Grid Workers Explained¶
@author: Tomasz Kornuta & Vincent Marois
There are five Grid Workers, i.e. scripts which manage sets of experiments on grids of CPUs/GPUs. These are:
- two Grid Trainers (separate versions for collections of CPUs and GPUs) spanning several trainings in parallel,
- two Grid Testers (similarly),
- a single Grid Analyzer, which collects the results of several trainings & tests in a given experiment directory into a single csv file.
The Grid Trainers and Testers in fact spawn several instances of base Trainers and Testers respectively. The CPU & GPU versions execute different operations, i.e. the CPUs grid workers assign one processor for each child, whereas the GPUs ones assigns a single GPU instead.
Fig. 7 presents the most important sections of the grid trainer configuration files. Section grid tasks defines the grid of experiments that need to be executed, reusing the mechanism of default configuration nesting. Additionally, in grid settings, the user needs to define the number of repetitions of each experiment, as well as the maximum number of authorized concurrent runs (which later on will be compared to the number of available CPUs/GPUs). Optionally, the user might overwrite some parameters of a given experiment (in the overwrite section) or all experiments at once (grid_overwrite).
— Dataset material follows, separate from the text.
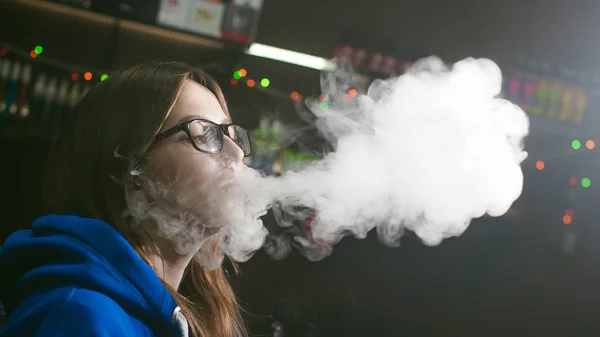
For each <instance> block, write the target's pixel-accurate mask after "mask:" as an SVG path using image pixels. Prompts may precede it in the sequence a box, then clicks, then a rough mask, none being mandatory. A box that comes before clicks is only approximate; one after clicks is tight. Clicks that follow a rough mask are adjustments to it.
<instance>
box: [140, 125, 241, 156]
mask: <svg viewBox="0 0 600 337" xmlns="http://www.w3.org/2000/svg"><path fill="white" fill-rule="evenodd" d="M180 131H183V132H185V133H186V135H187V137H188V139H189V141H190V143H192V145H193V146H194V148H195V149H196V150H198V151H200V152H206V153H219V152H221V150H222V149H223V135H226V136H227V137H229V138H230V139H231V140H233V142H234V143H235V144H236V145H237V146H239V147H240V149H242V152H244V157H247V156H249V155H250V154H251V153H252V149H251V147H250V138H249V137H248V132H247V131H246V130H244V129H243V128H242V127H241V126H239V125H235V124H217V123H215V122H213V121H209V120H206V119H201V118H198V119H192V120H189V121H185V122H183V123H180V124H178V125H176V126H174V127H172V128H170V129H168V130H165V131H163V132H161V133H159V134H158V135H156V137H155V138H154V141H153V142H152V144H156V143H158V142H160V141H163V140H164V139H166V138H168V137H170V136H172V135H174V134H176V133H177V132H180Z"/></svg>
As a result of running these Grid Trainers and Testers, the user ends up with an experiment directory containing several models and statistics collected during several training, validation and test repetitions. The role of the last script, Grid Analyzer, is to iterate through those directories, collecting all statistics and merging them into a single file that facilitates a further analysis of results, the comparison of the models performance, etc.